Pump Street chocolate, sloe gin + sea salt truffles
around 35 chocolates
For the truffles
- 350g Pump Street 85% Hacienda Limon – Ecuador
- 75ml sloe gin
- 75ml water
- 75g demerara sugar
- pinch of Pure Sea Salt
Coating with chocolate (optional)
- 175g Pump Street 85% Hacienda Limon – Ecuador
- Icing sugar, for rolling
The Pure Sea Salt in these truffles makes the complex flavours in the 85% Hacienda Limon chocolate from Pump Street really sing. And whilst the sloe gin lends a grown up, indulgent flavour, they remain light and clean thanks to their water ganache base. The recipe makes a fair few – a lush idea for presents.
Chop the chocolate into small pieces so it will melt evenly. Put the chunks in a large bowl.
Mix together the water, sloe gin, sugar and salt in a small saucepan and heat gently to dissolve the sugar.
Heat to just below boiling, then pour over the chocolate. Stir the chocolate thoroughly to melt, creating a smooth and creamy ganache. It may take a couple of minutes to melt the chocolate completely, but it’s important to be patient. Heating the chocolate too quickly could cause it to split.
Pour the ganache into a small tray or bowl and allow to cool in the fridge for an hour.
Tip the set ganache onto a chopping board and cut into 35 pieces.

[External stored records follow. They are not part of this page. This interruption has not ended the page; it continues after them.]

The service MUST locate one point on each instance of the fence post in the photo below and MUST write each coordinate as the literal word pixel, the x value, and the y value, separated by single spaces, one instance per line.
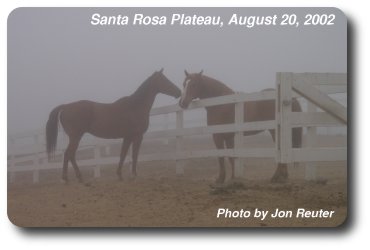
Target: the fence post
pixel 36 163
pixel 179 142
pixel 11 160
pixel 310 167
pixel 284 131
pixel 97 157
pixel 238 140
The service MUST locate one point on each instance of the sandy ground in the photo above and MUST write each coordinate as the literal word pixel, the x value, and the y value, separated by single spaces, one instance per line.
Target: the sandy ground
pixel 159 198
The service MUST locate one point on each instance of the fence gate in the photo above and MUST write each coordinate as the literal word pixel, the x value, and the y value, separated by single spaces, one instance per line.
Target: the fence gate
pixel 314 87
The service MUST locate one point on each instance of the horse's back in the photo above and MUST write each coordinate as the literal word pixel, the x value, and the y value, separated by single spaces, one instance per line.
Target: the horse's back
pixel 76 117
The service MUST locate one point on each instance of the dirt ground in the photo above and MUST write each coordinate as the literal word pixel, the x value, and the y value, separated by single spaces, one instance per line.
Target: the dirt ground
pixel 159 198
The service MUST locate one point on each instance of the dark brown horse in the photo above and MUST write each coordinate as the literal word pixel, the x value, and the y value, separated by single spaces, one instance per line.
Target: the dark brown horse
pixel 200 86
pixel 126 118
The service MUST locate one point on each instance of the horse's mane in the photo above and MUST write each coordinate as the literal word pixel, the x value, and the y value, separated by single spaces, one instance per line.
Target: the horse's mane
pixel 215 87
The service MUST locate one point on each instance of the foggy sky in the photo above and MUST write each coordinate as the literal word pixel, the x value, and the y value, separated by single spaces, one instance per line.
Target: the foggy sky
pixel 56 56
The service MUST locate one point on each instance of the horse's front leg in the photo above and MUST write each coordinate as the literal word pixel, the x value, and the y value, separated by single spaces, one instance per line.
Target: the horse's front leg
pixel 136 143
pixel 219 142
pixel 125 146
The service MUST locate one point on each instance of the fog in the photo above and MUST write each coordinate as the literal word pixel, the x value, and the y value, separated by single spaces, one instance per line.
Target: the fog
pixel 56 56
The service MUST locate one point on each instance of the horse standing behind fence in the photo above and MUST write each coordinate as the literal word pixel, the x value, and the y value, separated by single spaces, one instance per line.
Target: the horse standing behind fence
pixel 200 86
pixel 126 118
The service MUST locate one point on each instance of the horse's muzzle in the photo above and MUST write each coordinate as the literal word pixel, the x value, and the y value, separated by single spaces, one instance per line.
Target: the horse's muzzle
pixel 183 104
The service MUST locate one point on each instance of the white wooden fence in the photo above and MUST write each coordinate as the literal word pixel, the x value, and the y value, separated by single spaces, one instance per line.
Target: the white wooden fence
pixel 313 86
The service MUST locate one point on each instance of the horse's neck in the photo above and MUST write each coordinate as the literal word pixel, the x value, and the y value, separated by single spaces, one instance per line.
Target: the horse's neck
pixel 143 98
pixel 213 88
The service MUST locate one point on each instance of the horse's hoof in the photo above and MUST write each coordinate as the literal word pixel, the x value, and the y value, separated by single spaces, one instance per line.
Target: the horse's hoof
pixel 64 181
pixel 220 180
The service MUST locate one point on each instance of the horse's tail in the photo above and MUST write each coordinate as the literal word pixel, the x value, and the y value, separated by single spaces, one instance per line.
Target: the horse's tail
pixel 52 131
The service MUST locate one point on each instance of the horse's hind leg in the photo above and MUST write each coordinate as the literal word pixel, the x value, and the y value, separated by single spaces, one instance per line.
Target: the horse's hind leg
pixel 219 142
pixel 65 166
pixel 230 144
pixel 281 172
pixel 135 152
pixel 73 145
pixel 125 146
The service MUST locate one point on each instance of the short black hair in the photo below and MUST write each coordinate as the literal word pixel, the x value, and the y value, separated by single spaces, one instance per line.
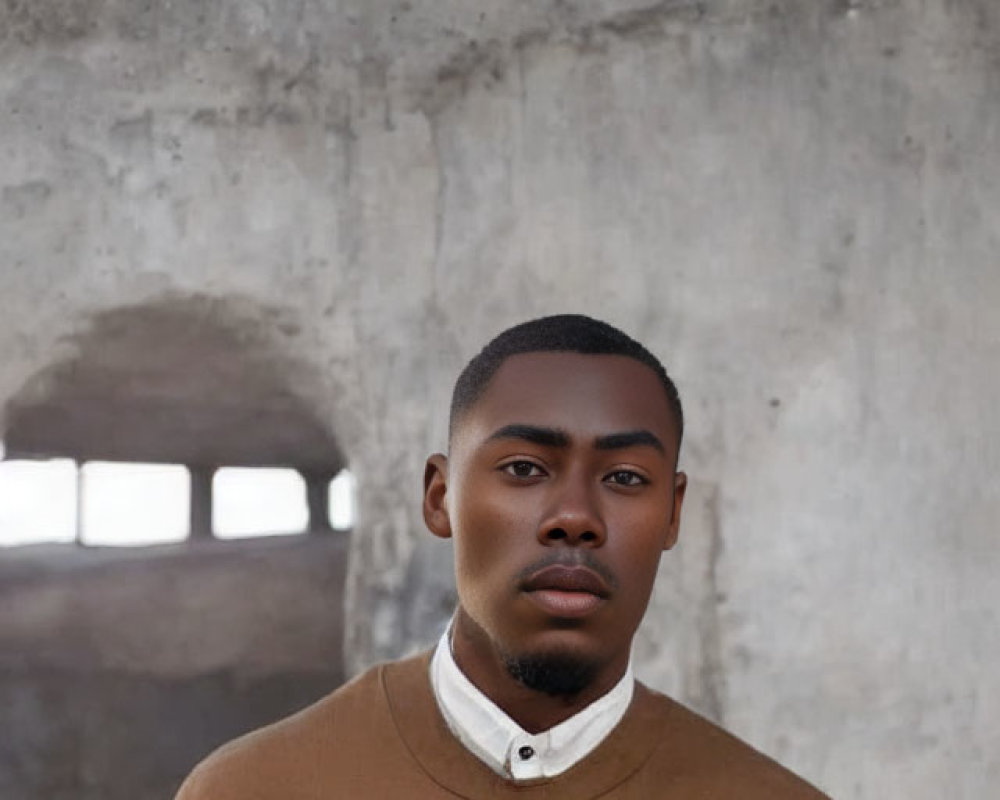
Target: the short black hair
pixel 561 333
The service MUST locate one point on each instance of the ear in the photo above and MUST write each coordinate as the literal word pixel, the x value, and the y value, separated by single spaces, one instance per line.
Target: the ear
pixel 435 488
pixel 680 487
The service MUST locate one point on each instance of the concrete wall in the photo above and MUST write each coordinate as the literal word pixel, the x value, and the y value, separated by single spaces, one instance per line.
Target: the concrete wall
pixel 790 201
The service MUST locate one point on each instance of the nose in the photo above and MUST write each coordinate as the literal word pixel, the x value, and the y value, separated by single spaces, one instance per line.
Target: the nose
pixel 574 517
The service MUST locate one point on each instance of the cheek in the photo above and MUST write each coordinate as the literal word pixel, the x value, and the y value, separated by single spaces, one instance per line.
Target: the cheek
pixel 489 534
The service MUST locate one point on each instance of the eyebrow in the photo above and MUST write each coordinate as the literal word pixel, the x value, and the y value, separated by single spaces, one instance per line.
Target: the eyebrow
pixel 619 441
pixel 553 437
pixel 547 437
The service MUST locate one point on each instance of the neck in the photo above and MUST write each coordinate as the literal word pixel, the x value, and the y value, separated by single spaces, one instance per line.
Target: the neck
pixel 483 664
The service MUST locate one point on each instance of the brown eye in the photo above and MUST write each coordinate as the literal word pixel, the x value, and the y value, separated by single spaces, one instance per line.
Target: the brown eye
pixel 523 469
pixel 626 477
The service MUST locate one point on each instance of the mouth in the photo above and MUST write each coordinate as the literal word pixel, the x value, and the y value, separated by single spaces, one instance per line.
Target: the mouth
pixel 568 592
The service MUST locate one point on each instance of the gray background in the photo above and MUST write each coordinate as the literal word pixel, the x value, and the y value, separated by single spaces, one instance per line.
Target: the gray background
pixel 793 202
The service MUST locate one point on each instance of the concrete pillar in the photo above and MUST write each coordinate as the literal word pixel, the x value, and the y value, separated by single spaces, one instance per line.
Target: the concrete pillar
pixel 201 502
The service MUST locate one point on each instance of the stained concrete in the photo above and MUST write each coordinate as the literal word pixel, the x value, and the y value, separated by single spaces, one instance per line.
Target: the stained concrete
pixel 790 201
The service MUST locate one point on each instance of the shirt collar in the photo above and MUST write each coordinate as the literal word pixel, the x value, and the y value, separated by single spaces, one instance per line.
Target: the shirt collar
pixel 485 730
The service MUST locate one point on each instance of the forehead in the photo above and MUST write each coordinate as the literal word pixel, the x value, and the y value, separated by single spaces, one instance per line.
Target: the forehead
pixel 586 395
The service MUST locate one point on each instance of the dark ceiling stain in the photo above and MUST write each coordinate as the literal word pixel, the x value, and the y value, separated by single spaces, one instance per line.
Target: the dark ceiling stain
pixel 188 379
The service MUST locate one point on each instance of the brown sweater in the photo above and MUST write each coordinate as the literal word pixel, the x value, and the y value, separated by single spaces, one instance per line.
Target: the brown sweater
pixel 381 736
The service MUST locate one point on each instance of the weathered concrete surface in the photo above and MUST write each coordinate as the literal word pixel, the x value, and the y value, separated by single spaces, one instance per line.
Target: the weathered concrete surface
pixel 791 201
pixel 120 670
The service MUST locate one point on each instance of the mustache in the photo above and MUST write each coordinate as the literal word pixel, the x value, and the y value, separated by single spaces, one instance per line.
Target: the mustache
pixel 569 558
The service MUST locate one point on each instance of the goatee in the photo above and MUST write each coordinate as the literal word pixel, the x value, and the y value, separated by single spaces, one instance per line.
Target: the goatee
pixel 556 674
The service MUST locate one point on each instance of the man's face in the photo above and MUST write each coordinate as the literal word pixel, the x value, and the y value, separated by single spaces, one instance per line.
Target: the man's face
pixel 561 493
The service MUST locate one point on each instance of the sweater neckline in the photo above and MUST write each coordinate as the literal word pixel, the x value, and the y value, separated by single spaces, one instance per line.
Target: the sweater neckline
pixel 407 689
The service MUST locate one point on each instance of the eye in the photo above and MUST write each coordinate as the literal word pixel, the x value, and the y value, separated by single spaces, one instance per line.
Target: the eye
pixel 626 477
pixel 523 469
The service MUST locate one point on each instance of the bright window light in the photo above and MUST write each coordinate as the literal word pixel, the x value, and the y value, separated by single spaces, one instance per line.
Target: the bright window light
pixel 252 501
pixel 134 504
pixel 342 503
pixel 37 501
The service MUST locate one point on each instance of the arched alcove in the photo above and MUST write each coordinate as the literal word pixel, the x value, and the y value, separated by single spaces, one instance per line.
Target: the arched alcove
pixel 204 382
pixel 191 643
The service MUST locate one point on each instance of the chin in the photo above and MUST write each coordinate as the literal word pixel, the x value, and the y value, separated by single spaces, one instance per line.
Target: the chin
pixel 557 673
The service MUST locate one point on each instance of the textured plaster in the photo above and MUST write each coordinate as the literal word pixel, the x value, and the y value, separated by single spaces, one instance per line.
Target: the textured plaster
pixel 790 201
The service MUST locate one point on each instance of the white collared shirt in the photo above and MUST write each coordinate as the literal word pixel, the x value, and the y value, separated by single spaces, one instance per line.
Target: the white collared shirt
pixel 505 746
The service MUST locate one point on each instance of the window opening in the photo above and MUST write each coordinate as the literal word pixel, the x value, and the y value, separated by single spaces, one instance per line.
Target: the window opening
pixel 256 501
pixel 342 501
pixel 38 501
pixel 129 504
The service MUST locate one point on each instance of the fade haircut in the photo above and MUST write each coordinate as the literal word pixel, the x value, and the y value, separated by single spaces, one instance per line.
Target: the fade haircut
pixel 562 333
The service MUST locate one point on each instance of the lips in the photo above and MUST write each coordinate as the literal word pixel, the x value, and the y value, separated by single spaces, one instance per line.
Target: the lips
pixel 560 578
pixel 566 592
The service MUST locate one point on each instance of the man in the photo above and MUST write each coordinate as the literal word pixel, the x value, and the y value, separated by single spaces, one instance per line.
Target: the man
pixel 560 491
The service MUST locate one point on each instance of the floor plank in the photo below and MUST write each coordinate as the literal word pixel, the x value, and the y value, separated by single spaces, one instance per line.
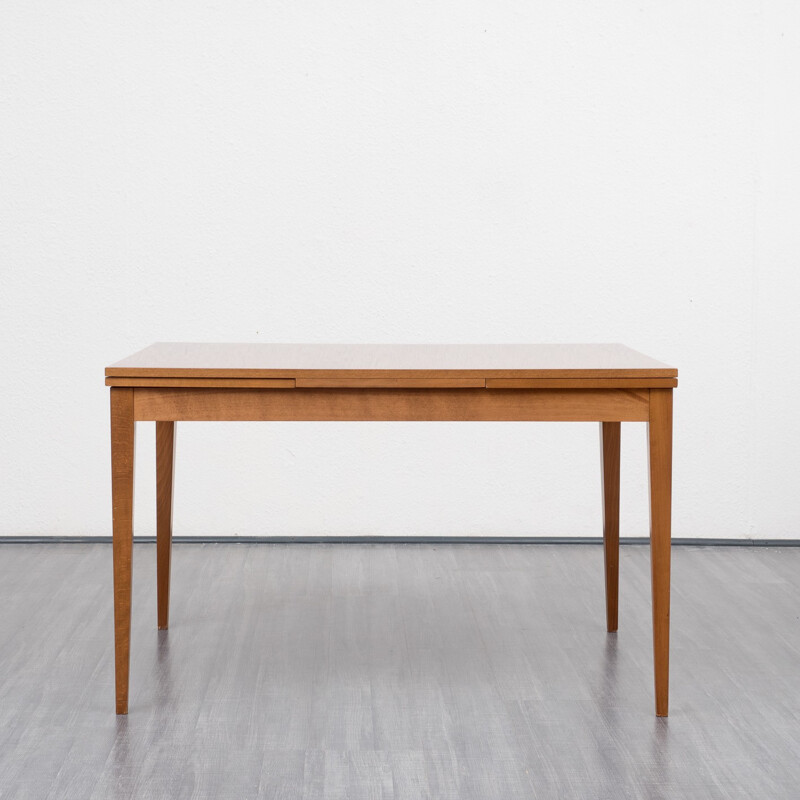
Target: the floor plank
pixel 398 671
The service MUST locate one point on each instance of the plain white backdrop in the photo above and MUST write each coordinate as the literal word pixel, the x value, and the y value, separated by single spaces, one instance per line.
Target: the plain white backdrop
pixel 401 172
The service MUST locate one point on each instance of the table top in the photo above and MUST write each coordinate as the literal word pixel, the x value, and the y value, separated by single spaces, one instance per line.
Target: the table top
pixel 288 361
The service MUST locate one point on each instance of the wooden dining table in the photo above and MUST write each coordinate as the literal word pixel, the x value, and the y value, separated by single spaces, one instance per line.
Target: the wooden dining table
pixel 604 383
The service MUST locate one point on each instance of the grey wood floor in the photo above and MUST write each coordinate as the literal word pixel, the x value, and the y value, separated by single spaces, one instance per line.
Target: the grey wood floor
pixel 398 671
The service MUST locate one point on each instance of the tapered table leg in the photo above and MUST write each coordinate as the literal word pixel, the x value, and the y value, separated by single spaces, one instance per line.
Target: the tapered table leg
pixel 165 468
pixel 122 458
pixel 660 438
pixel 609 458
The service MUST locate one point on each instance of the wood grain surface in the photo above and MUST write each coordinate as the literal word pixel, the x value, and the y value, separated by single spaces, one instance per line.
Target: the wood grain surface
pixel 346 361
pixel 400 672
pixel 362 405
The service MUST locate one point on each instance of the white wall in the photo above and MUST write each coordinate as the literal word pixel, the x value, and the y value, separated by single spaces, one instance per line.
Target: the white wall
pixel 401 172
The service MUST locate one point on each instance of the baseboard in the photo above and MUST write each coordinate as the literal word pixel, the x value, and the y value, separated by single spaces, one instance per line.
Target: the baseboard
pixel 694 542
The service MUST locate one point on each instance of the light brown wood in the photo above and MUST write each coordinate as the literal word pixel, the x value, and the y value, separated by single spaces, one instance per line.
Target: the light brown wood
pixel 122 462
pixel 579 383
pixel 660 441
pixel 589 405
pixel 609 461
pixel 604 383
pixel 390 383
pixel 345 361
pixel 211 383
pixel 165 471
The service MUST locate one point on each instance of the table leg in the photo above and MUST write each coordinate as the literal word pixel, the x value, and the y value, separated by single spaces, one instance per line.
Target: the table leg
pixel 609 459
pixel 122 458
pixel 165 468
pixel 660 436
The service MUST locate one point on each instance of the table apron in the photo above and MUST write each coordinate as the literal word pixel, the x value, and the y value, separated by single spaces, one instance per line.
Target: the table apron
pixel 365 405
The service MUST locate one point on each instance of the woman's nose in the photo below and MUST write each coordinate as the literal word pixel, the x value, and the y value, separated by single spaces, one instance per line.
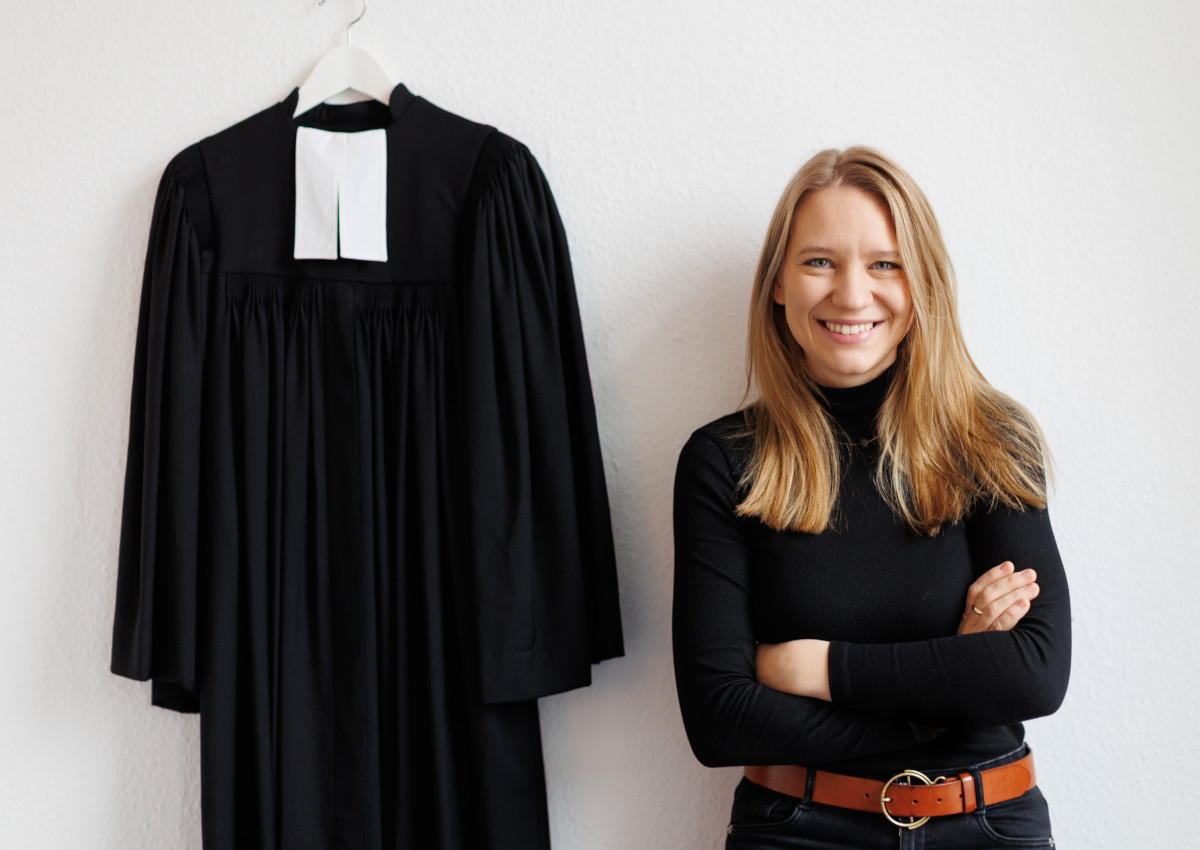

These can be bigger or smaller depending on preference. Water based ganaches can be quite crumbly, but this is nothing to worry about. Roughly form each piece of ganache into a sphere using your fingertips.
At this stage the truffles can simply be dusted with cocoa powder and refrigerated – but coating them in another layer of chocolate takes them up a level.
If you have time to go down this route, gently melt the 175g in a bain marie. Then use a fork to lower each truffle into the chocolate and place on a greaseproof lined tray to cool.
Refrigerate and then dust each chocolate with a little icing sugar.
You can keep the chocolates in the fridge for up to two weeks. They are best brought up to room temperature before eating.